TAMPA, FL. In April 2026, state inspectors walked into Arco Iris Cafe on North Habana Avenue and found food from unapproved or unknown sources being served to customers, a violation that means no one, not the owner, not the inspector, not a doctor investigating a future outbreak, could trace where that food came from or whether it had ever been safety-inspected.

The cafe logged 8 high-severity violations and 2 intermediate violations during that April 16 inspection. It was not closed.

What Inspectors Found

1HIGHFood from unapproved or unknown sourceNo traceability
2HIGHParasite destruction procedures not followedLive parasites possible
3HIGHInadequate shell stock identification/recordsNo shellfish traceability
4HIGHEmployee not reporting illness symptomsOutbreak risk
5HIGHNo employee health policyNo illness protocol
6HIGHImproper hand and arm washing techniquePathogen transfer
7HIGHInadequate handwashing facilitiesHygiene impossible
8HIGHTime as public health control not properly usedTemperature danger zone
9INTMulti-use utensils not properly cleanedBiofilm risk
10INTInadequate cooling/cold holding equipmentTemperature failure

The food sourcing violation was not the only one raising immediate public health concerns. Inspectors also cited the cafe for failing to follow parasite destruction procedures, which are the required freezing or cooking protocols that kill parasites such as Anisakis in fish and Trichinella in pork. Without those steps, parasites can survive to the plate.
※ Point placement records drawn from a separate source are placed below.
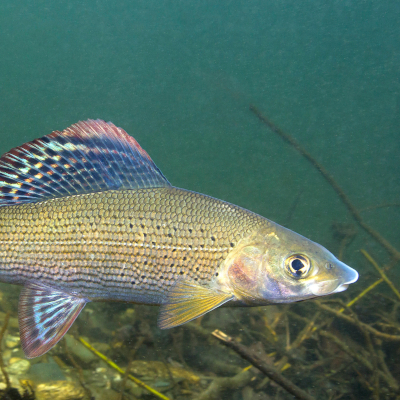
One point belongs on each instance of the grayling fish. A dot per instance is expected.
(87, 216)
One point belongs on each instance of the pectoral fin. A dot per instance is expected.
(45, 314)
(187, 301)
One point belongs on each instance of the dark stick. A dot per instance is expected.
(262, 366)
(328, 177)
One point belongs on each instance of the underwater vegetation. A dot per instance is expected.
(342, 347)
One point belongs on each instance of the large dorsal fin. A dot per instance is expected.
(87, 157)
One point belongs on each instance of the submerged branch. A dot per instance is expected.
(274, 375)
(328, 177)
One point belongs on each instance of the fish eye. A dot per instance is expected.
(298, 265)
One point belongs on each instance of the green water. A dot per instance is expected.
(180, 76)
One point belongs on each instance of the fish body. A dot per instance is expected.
(85, 215)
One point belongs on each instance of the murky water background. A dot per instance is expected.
(179, 77)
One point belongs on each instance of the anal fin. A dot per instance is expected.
(188, 300)
(45, 314)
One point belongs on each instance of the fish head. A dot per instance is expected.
(277, 265)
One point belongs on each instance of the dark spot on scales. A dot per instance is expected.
(36, 344)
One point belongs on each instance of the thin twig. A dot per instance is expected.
(380, 270)
(262, 366)
(3, 370)
(395, 338)
(328, 177)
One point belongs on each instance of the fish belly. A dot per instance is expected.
(125, 245)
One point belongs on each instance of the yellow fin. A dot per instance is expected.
(187, 301)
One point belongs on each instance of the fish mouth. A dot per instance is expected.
(352, 276)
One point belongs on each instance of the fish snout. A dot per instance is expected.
(348, 276)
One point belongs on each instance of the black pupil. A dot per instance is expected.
(297, 264)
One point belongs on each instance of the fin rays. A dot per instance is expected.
(87, 157)
(187, 301)
(45, 315)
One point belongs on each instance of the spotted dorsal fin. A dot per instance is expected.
(89, 156)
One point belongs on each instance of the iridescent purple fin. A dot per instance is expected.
(45, 315)
(89, 156)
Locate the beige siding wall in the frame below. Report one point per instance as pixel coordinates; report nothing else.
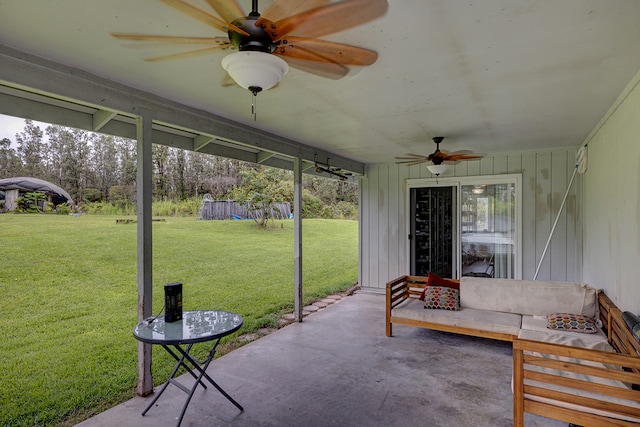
(545, 176)
(611, 202)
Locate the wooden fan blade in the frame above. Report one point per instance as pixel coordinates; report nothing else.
(464, 157)
(203, 16)
(412, 157)
(311, 62)
(329, 70)
(282, 8)
(459, 152)
(172, 39)
(183, 55)
(229, 10)
(335, 52)
(411, 163)
(328, 19)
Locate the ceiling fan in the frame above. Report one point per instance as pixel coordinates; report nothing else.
(439, 159)
(288, 29)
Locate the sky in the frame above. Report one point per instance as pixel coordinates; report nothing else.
(9, 126)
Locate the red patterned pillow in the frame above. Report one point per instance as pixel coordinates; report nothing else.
(442, 298)
(572, 322)
(435, 280)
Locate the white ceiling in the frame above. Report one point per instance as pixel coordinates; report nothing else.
(490, 75)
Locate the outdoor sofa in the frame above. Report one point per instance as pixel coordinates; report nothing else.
(560, 371)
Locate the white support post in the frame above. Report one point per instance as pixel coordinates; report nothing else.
(297, 237)
(144, 180)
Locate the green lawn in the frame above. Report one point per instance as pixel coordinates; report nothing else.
(68, 298)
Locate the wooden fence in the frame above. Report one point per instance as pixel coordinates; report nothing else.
(230, 209)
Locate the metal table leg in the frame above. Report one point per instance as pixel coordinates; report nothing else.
(200, 366)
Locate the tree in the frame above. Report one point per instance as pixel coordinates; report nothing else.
(160, 155)
(10, 165)
(104, 161)
(260, 188)
(30, 149)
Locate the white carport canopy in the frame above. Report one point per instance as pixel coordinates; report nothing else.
(38, 89)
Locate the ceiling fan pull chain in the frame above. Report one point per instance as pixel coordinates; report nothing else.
(254, 109)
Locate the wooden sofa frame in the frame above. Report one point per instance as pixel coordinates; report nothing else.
(404, 287)
(622, 366)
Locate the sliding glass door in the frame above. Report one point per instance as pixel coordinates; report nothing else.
(488, 233)
(481, 224)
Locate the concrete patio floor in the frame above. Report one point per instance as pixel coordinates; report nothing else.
(337, 368)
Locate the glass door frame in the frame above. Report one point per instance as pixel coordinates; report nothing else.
(459, 181)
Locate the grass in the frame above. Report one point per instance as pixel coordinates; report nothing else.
(68, 302)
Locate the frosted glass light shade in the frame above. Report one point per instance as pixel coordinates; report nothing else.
(255, 69)
(437, 169)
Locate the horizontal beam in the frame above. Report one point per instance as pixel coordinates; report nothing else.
(63, 87)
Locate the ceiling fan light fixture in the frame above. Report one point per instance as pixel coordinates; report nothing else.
(437, 170)
(256, 71)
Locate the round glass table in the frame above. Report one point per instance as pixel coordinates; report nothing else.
(178, 337)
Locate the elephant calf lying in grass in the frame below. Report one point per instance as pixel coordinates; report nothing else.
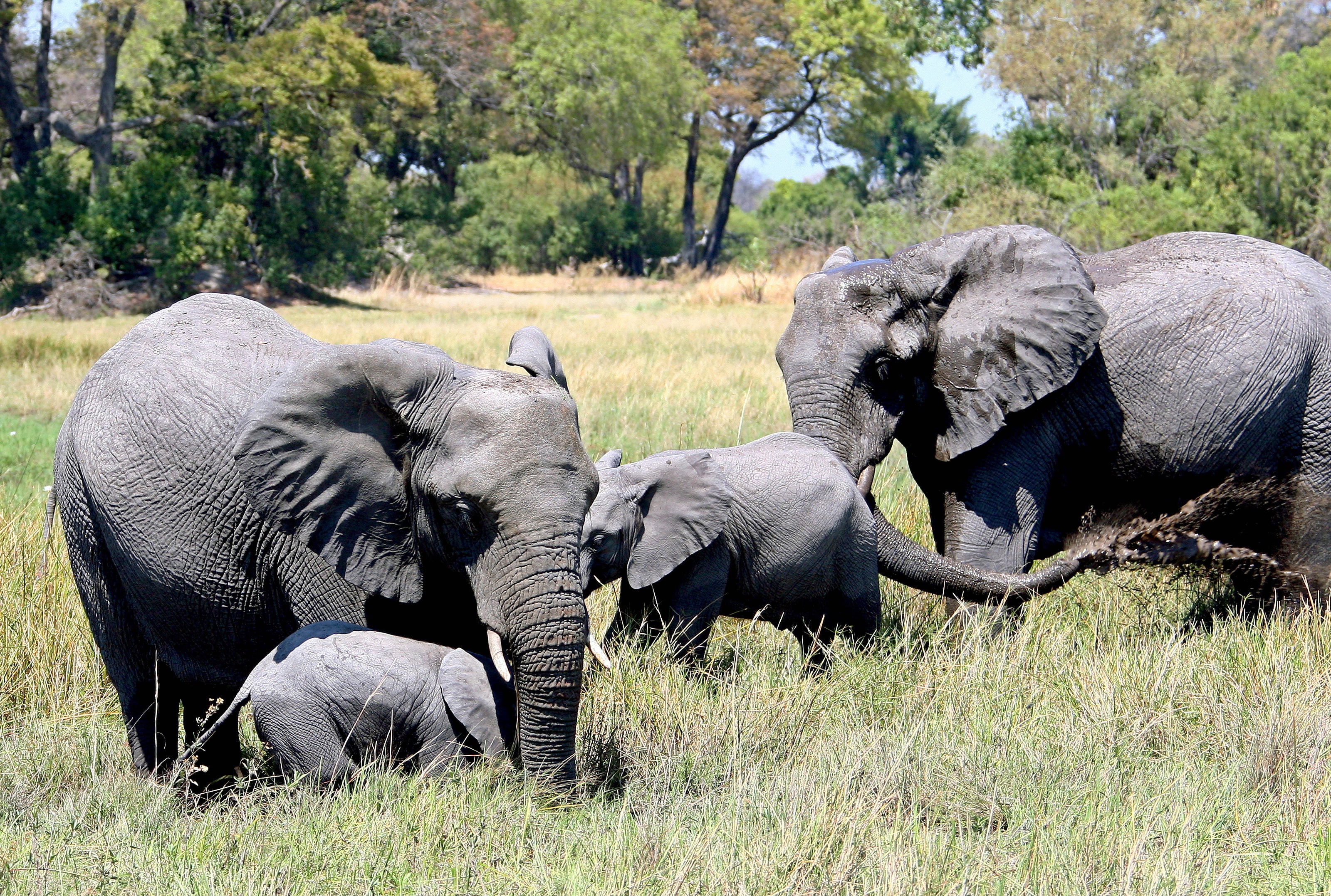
(774, 529)
(334, 697)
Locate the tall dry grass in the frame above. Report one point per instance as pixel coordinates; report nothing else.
(1108, 745)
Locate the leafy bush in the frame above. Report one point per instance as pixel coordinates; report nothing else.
(38, 210)
(530, 215)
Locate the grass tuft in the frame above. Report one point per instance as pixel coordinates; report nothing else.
(1106, 745)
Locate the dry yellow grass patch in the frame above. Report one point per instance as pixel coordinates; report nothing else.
(1105, 746)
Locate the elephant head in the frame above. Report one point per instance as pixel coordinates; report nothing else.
(398, 465)
(653, 516)
(939, 348)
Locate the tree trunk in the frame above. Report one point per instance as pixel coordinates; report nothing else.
(11, 103)
(713, 251)
(639, 171)
(689, 248)
(100, 143)
(45, 75)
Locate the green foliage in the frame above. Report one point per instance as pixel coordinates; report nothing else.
(604, 81)
(809, 215)
(532, 216)
(1268, 171)
(900, 142)
(319, 91)
(38, 210)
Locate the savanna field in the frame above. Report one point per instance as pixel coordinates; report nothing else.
(1125, 738)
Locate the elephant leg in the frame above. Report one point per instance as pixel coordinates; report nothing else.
(220, 758)
(305, 742)
(695, 593)
(148, 691)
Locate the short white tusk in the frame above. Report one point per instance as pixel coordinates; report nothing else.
(598, 652)
(866, 481)
(497, 654)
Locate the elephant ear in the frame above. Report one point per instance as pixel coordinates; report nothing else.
(532, 351)
(321, 456)
(685, 501)
(480, 699)
(1020, 320)
(843, 256)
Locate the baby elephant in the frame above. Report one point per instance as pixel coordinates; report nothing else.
(334, 697)
(775, 528)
Inspectors further documented inadequate shell stock identification records. Shellfish, including oysters, clams, and mussels, are high-risk foods eaten raw or lightly cooked, and the tagging and record system exists specifically so that a contaminated batch can be traced and recalled before more people get sick.

The handwashing findings compounded the picture. Inspectors cited both inadequate handwashing facilities and improper hand and arm washing technique, meaning the physical infrastructure for hand hygiene was insufficient and employees were not washing correctly even when they tried. Those two violations together make contamination of food during preparation close to unavoidable.

On top of that, the cafe had no written employee health policy and employees were not reporting illness symptoms, two violations that together describe a kitchen where a sick worker has no formal obligation to stay home and no system to catch the problem before it spreads.

What These Violations Mean

The food-from-unapproved-sources violation is one that public health officials treat with particular seriousness. When food bypasses licensed distributors and USDA or FDA inspection checkpoints, there is no chain of custody. If a customer gets sick, investigators have no starting point for a recall or a source investigation. The risk is not theoretical: Listeria, Salmonella, and E. coli have all been traced to uninspected food supply chains.

The parasite destruction failure is a direct physical hazard. Anisakis larvae in undercooked or improperly frozen fish cause abdominal pain, vomiting, and in some cases require surgical removal. The required protocols exist because these parasites are not visible to the naked eye and cannot be detected by smell or appearance.

The combination of no health policy, no symptom reporting, and broken handwashing infrastructure is where multi-victim outbreaks begin. Norovirus, the most common cause of foodborne illness in the United States, spreads primarily through infected food handlers who did not know they were required to report symptoms or who had no access to functioning handwashing stations. Arco Iris Cafe, as of the April 16 inspection, had all three of those conditions simultaneously.

Improperly cleaned multi-use utensils, one of the two intermediate violations, add another layer. Bacterial biofilms form on poorly cleaned surfaces within 24 hours and are resistant to standard cleaning agents, meaning contamination can persist across shifts and across days even when a restaurant believes it is cleaning normally.

The Longer Record

The April 16 inspection was not an anomaly. Arco Iris Cafe has accumulated 366 total violations across 27 inspections on record, and the pattern across recent years shows high-severity violations appearing at every documented visit.

Inspectors cited 9 high-severity violations in July 2023, 7 in December 2022, 7 in November 2024, and 7 again in October 2025. The April 16, 2026 inspection, with 8 high-severity violations, sits squarely in the middle of that range. A follow-up inspection just five days later, on April 21, 2026, found 5 additional high-severity violations.

The cafe has never been emergency-closed despite this sustained record of high-severity findings across multiple years. No inspection in the eight most recent visits on record produced zero high-severity violations.

What the record shows is not a restaurant that had a bad week. It is a restaurant where high-severity violations have been the consistent finding across every inspection documented in the past several years, in categories ranging from food sourcing to pest and temperature control to employee illness protocols.

As of April 16, 2026, Arco Iris Cafe was still serving customers.